Are Same-Action Deck Transformations & Loops Equal for S1 x S1?

[mich0144]

I'm self studying some alg topology for next semester just working through chapter 0 and 1 of hatcher really. My question is: for any universal cover p of X there are two actions of pi_1(X, x0) on the fiber p^-1(x0) given by lifting loops at x0 and given by restricting deck transformations to the fiber. are they the same for S1 x S1? would pi_1(X, x0) being abelian help?

So an action G on X is (G,X) -> X. so here G would be pi_1(X, x0) and X would be some point in p^-1(x0) and this action gives another point in p^-1(x0). The deck transformation is defined to be a homeomorphism of the covering space with itself (where universal cover of S1 x S1 is R x R here). So I can see what both are doing geometrically but what does it for the actions to be the same really? how do i tackle this.

I'm also not sure about abelian, I think it means f*g and g*f have to be homotopic where f,g, are two loops in pi_1(X, x0) where is this useful usually.

 

[mich0144]

any idea I think in general the two actions are not the same not sure about the torus or the wedge of 2 circles, I'm using the basic universal cover R of S1 so p:(cos2pix,sin2pix)

 

[quasar987]

The actions are the same for if \tilde{X} is the universal cover of X, then G(\tilde{X}) = pi_1(X). (The covering group is isomorphic to pi_1). And this isomorphism is the map that takes a class of loops [f] in X based at x_0 to the unique deck transformation \varphi_f which takes \tilde{x_0} to F(1), where F is the unique lift of f with F(0)=\tilde{x_0}. (See the proof of Prop 1.39)

So action of pi_(X,x_0) on the fiber by [f] is the same as action of G(\tilde{X}) on the fiber by \varphi_f.

 

[mich0144]

So you're saying the two actions are always the same if we take p to be the universal map, what characteristic of universal map are you using to conclude this and what's a counterex. for a nonuniversal map.

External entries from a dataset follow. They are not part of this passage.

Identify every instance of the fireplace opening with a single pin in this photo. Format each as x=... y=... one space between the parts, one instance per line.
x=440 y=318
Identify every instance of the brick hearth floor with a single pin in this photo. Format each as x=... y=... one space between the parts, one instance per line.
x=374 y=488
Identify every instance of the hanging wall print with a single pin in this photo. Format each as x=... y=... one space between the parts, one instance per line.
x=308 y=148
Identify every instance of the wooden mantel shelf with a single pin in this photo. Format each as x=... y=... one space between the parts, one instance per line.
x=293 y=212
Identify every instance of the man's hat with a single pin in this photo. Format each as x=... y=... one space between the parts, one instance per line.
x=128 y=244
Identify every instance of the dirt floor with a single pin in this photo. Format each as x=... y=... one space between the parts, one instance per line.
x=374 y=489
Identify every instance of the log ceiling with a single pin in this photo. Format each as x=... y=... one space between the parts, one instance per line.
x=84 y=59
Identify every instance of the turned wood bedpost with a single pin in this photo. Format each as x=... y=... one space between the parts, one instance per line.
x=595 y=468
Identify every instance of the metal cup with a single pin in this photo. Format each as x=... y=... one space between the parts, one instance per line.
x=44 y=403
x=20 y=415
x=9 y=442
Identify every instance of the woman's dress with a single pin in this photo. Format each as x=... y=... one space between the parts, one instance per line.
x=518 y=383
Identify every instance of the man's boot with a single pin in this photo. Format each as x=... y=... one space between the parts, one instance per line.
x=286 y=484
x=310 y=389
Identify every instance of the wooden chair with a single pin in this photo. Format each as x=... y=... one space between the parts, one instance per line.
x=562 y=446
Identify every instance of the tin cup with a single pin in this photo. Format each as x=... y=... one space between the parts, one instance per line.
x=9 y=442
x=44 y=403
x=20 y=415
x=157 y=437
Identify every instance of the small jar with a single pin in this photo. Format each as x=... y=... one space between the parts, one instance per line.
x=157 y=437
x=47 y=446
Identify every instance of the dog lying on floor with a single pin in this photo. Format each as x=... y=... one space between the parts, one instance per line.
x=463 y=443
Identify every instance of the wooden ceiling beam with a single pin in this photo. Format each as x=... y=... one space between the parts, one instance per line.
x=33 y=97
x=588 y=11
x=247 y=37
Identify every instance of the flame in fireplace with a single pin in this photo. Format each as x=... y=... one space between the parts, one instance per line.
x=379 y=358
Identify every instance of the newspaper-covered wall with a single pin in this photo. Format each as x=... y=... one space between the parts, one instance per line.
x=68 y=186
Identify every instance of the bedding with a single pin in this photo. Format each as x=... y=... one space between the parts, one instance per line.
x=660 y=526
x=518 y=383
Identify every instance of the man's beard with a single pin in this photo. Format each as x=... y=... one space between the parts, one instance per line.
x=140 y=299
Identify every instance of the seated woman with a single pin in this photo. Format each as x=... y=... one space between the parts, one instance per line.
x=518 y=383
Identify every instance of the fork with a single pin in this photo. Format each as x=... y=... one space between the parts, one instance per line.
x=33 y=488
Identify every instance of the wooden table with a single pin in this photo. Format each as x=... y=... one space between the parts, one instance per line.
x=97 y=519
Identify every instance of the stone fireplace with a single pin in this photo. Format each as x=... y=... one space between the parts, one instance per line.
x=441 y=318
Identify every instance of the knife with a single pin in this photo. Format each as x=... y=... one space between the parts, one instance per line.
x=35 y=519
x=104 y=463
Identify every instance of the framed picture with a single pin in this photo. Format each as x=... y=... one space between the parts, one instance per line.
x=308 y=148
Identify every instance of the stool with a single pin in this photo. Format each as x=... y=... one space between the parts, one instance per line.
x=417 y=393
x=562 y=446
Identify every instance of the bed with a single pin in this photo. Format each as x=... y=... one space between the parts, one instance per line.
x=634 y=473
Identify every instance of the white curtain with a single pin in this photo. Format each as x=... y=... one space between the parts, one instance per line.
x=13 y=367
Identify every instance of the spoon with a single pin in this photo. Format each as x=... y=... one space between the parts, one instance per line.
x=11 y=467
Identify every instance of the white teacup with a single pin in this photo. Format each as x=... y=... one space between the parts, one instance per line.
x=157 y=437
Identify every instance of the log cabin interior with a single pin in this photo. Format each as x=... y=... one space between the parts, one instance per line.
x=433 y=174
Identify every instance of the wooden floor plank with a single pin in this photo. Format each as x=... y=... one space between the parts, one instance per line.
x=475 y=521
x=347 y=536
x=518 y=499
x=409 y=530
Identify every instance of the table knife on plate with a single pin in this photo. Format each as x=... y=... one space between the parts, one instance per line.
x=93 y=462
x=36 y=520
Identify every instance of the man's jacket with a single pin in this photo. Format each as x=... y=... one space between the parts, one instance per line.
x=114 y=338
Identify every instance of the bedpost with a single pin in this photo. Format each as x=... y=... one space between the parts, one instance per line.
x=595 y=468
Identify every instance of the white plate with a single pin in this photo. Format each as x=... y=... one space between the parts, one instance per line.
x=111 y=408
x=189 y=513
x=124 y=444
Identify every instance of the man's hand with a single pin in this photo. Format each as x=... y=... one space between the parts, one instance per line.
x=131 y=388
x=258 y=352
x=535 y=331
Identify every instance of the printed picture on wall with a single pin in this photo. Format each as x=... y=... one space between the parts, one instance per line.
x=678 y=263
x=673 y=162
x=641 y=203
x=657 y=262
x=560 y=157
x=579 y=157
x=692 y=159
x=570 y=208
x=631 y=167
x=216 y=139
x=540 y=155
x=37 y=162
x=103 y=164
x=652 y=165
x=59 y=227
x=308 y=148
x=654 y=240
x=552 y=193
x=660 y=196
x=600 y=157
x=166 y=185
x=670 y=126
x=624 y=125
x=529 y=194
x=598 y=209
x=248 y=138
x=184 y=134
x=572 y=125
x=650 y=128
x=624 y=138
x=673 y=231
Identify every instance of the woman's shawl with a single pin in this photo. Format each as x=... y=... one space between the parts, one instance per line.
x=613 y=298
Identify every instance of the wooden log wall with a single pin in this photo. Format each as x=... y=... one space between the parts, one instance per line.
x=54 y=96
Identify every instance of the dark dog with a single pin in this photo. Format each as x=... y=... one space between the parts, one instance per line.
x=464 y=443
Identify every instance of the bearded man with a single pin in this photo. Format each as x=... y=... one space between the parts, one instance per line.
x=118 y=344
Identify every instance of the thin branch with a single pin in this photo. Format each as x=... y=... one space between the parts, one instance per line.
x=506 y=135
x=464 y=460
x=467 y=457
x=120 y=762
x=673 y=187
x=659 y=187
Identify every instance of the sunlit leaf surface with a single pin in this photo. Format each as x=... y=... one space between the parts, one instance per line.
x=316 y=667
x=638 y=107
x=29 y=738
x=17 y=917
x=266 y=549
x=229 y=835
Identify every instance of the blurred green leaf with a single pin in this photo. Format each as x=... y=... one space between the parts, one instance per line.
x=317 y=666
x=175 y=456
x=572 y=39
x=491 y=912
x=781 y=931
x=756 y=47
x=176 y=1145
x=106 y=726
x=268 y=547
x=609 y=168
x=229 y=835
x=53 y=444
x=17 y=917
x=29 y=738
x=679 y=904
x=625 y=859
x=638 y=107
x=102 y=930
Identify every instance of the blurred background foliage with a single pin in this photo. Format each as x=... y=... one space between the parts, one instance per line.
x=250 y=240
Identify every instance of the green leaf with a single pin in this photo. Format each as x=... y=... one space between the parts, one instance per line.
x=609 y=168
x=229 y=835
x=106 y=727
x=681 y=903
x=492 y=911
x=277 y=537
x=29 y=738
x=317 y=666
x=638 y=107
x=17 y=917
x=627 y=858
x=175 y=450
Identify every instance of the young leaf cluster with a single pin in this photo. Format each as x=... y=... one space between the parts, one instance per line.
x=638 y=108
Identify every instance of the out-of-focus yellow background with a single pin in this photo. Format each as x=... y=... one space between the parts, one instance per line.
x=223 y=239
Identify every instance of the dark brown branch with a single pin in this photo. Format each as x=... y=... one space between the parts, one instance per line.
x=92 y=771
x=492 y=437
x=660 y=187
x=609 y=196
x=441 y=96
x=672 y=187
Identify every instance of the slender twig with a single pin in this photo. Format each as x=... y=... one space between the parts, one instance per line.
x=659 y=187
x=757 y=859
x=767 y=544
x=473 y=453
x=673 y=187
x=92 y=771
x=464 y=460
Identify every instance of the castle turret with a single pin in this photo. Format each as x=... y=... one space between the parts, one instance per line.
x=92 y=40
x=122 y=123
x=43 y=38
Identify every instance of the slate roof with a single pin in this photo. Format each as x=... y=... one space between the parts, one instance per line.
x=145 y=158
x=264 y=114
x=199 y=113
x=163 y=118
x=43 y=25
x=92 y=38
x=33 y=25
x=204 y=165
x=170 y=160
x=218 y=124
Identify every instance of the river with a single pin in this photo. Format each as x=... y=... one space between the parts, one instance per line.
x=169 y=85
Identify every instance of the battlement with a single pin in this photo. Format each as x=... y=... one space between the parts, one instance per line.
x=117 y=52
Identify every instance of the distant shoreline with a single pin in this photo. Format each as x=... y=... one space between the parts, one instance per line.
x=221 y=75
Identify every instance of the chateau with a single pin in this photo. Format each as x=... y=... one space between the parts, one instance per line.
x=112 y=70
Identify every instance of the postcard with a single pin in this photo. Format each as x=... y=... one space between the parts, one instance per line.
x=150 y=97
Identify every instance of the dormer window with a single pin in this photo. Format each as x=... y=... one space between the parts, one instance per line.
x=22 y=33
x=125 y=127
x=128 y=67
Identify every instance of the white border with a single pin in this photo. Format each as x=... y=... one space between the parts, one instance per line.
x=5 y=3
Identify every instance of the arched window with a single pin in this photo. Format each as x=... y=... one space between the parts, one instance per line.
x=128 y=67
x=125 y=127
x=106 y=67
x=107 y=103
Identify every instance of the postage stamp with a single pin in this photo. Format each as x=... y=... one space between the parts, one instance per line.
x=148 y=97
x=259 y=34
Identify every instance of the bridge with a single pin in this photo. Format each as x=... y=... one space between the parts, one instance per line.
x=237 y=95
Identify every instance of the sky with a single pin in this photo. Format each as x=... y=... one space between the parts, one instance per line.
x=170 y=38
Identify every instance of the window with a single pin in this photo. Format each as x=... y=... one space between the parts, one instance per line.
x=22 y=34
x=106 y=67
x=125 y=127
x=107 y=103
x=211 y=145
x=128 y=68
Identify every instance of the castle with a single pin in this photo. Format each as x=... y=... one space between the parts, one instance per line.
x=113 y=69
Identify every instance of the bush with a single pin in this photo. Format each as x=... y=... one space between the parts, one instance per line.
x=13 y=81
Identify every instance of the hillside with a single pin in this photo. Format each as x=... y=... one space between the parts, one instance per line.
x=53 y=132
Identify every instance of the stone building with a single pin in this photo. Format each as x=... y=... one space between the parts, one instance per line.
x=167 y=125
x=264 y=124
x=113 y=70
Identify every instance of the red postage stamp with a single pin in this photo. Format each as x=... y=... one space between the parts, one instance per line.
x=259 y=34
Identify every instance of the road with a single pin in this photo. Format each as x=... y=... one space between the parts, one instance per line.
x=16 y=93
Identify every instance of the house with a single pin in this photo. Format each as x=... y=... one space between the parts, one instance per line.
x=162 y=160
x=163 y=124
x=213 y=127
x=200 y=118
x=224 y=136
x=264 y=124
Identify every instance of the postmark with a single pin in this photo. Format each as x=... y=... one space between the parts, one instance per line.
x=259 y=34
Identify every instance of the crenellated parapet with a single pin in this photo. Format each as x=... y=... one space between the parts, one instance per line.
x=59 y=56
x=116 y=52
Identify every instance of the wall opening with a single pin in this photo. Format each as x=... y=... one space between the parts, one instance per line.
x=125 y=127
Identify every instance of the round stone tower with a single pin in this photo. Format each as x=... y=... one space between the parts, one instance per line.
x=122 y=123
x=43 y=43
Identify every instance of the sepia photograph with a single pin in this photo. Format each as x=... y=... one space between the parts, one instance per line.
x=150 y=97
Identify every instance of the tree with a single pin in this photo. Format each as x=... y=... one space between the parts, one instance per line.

the question (27 in hatcher) specifically asks about s1 V s1 and s1 x s1 and then ask if they are always true for abelian fundamental groups. So the questions makes me a little suspicious about this resting on universality of covering maps alone since s1 x s1 is abelian and s1 V s1 isn't.

 

[quasar987]

The beginning of the question is this:

"For any universal cover p of X there are two actions of pi_1(X, x) on the fiber p^-1(x) given by lifting loops at x and given by restricting deck transformations to the fiber."

So, what is he talking about here? The first action is pretty clear: fix a lift \tilde{x} of x, then consider the action mapping a loop class [f] in pi_1(X,x) to F(1), where F is the unique lift of f such that F(0)=\tilde{x}.

The second action is a little more cryptic: "restricting deck transformations to the fiber"?! What's pi_1(X,x) has to do with that?
Well, the answer is provided by Prop 1.39 which says that G(\tilde{X})\approx \pi_1(X,x) via the map \varphi:\pi_1(X,x)\rightarrow G(\tilde{X}) of the proof which sends [f] as above to the unique deck transformation that maps \tilde{x} to F(0).
So the second action would be this: \pi_1(X,x) \times p^{-1}(x)\rightarrow p^{-1}(x) : ([f],\tilde{x})\mapsto \varphi([f])\cdot\tilde{x}=F(1), where F is the unique lift of F such that F(0)=\tilde{x}.

So, yeah the two actions are trivially the same and the question in Hatcher is stupid, unless there is a different but equally natural way to interpret Hatcher's cryptic "the action of pi_1(X, x) on the fiber p^-1(x) given by restricting deck transformations to the fiber". Can you think of one? (Not me.)

 

[mich0144]

Thanks in your definition as well as in hatcher they show the deck transformation to be a left group action and lift to be a right this is what's confusing me, why is this so. I thought it was purely notational can't you write either in the other way.

 

[quasar987]

Mmmh, yes it doesn't matter either left or right action, it's formally the same thing.

But surely there's something big and obvious we're missing here. :(

 

[mich0144]

Yea I think they are infact the same group like you said demonstrated by the isomorphism but the actions act differently, I'm not sure but maybe converting right to left action has something to do with abelianization so. I need to review my algebra this problem can't be so trivial.

 

[quasar987]

Please tell me if you find something.